Now, when I began on my project of writing a kind of memoir, personal history, local history, of Hackney, then very soon I felt that there were a lot of negative energies. I could see the things I would be satirical about. I could see hideous building schemes that had been imposed under the name of rushed development around the Olympics, where things like Victorian theatres were disappearing under very dubious pretences, that whole streets were being ripped down in a random fashion. There were a lot of negative things happening. What were the positive things? I did not want to start thinking about this place until I had something that I really felt strongly about as a kind of positive energy, and it was really seeing an engraving of the Hackney Brook.
It had only been culverted in 1861, so it was there as a presence, and if you saw the engravings of St Augustine's Church in Mare Street, which would be the kind of idyllic, iconic image of Hackney, then this river was passing right in front of the church. There was a footbridge over it. So bit by bit, I recovered the nature of this river.

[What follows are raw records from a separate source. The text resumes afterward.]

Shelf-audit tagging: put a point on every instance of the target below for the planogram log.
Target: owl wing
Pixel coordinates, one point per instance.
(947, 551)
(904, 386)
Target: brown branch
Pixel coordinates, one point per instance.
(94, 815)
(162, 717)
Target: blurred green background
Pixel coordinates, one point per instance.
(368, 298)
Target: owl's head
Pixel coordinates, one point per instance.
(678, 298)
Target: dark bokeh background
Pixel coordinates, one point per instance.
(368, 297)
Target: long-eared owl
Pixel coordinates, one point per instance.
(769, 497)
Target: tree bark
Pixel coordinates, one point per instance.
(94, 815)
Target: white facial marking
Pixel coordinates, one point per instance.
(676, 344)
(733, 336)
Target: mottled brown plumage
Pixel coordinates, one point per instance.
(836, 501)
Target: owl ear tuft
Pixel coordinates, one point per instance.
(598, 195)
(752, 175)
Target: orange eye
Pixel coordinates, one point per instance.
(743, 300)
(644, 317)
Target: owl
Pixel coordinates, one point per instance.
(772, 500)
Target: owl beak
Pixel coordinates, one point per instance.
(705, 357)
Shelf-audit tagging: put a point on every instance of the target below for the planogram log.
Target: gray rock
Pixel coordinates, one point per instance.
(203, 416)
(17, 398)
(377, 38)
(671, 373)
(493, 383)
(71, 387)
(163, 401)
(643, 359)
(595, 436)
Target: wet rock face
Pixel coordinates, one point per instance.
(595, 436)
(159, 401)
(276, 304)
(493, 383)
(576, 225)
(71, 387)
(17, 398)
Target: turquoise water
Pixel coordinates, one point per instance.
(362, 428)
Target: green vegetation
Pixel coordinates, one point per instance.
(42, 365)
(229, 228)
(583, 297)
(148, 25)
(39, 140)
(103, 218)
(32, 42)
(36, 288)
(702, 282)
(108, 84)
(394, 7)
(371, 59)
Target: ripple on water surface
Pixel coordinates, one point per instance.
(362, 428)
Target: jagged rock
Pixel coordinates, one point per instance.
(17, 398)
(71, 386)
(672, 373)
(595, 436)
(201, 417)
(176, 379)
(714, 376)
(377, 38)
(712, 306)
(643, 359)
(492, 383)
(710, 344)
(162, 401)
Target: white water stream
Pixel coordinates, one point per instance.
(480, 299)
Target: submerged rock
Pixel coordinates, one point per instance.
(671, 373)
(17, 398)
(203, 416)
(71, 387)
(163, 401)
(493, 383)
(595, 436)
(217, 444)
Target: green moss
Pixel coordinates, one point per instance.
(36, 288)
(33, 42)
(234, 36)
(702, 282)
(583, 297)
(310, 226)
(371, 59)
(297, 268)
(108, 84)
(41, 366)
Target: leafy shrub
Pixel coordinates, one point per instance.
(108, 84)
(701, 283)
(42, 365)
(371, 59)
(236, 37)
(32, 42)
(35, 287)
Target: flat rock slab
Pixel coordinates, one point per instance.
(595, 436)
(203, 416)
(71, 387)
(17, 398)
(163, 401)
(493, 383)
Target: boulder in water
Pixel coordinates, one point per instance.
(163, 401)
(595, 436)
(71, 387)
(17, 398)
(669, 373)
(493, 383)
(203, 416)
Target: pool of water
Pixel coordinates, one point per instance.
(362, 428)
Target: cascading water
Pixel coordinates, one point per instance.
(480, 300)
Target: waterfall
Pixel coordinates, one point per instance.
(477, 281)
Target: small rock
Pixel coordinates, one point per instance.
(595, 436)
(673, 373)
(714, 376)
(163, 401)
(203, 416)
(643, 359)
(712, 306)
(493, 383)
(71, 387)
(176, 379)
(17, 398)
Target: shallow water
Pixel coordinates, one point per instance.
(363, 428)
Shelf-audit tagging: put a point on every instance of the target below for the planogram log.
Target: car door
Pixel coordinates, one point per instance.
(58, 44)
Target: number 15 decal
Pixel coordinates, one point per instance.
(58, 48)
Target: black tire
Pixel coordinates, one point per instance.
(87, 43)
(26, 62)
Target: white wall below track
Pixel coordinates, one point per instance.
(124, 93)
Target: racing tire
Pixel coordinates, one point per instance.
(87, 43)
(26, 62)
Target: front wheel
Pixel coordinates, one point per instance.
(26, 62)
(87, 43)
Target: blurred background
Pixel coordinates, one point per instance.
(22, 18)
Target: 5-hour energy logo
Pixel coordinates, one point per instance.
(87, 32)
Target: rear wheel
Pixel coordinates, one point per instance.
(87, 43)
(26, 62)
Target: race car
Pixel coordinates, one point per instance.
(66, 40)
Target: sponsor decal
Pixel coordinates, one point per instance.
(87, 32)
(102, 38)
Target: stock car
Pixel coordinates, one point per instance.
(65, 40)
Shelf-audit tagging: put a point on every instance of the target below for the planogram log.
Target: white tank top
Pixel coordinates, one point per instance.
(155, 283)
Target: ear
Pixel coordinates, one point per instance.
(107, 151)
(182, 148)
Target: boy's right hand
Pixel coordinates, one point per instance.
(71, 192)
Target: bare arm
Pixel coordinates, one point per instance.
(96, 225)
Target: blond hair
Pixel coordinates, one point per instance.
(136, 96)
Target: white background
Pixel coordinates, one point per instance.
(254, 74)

The Hackney Brook is unique in the sense that I believe it is the only culverted tributary river in London that does not flow into the Thames, because if flows into the River Lea. It rises on what is now Holloway Road. It is really on the foothills of Highgate, but there are two springs on Holloway Road. It then sweeps around the Arsenal Stadium. It goes around Abney Park Cemetery in Stoke Newington. It crosses the sandy ford there, on the Great North Road. It comes down Hackney Downs, on the west side. It crosses Mare Street, into Morning Lane, and then finally into the River Lea. There are wells and springs in Well Street and very often the same area still floods.
When I was walking it, I passed people in Stoke Newington, who told me that their cellars tended to flood whenever there were very heavy rains, and they blamed this on the presence of the Brook.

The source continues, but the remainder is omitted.